Horowitz explained that his exhaustive reviews of the Russia investigation and the probe into Democratic nominee Hillary Clinton's email server did not find that bias infected FBI actions.
"We found, in both reports, evidence of political views disassociated from action, and that's very important," Horowitz said. "I tried to emphasize this last year, as well as last week. We're not concluding that someone's biased simply because they supported one candidate or another."
FBI officials can have political views, as long as those views don't impact their work decisions. Federal employees must follow some restrictions, but they keep their First Amendment rights.

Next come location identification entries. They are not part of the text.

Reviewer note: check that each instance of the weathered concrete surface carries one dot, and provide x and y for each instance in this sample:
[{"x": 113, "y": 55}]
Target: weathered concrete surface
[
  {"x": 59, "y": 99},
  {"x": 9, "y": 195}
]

Some Republicans on the committee weren't satisfied with Horowitz's answers, which they saw as splitting hairs. Sen. Josh Hawley, a Missouri Republican, said, "either these people were really incompetent, or bad at their jobs, or they had a political agenda that they were pursuing."
The problems with FISA were so widespread that Horowitz launched a new audit of the process. Lawmakers from both parties said they appreciated the review, and some libertarian-leaning senators voiced concerns that the FISA process may have been undermined forever.
Meanwhile, Democrats focused on the parts of the watchdog report that affirmed the legitimacy of the Russia investigation, and peppered Horowitz with questions about potential FISA reform.
"The most important fact that we should take away from this report and this hearing is that Russia, a foreign adversary, engaged in a sweeping and systematic effort to interfere in the 2016 presidential election and that the FBI was right in investigating those who may have been involved," said Michigan Sen. Gary Peters, the top Democrat on the committee.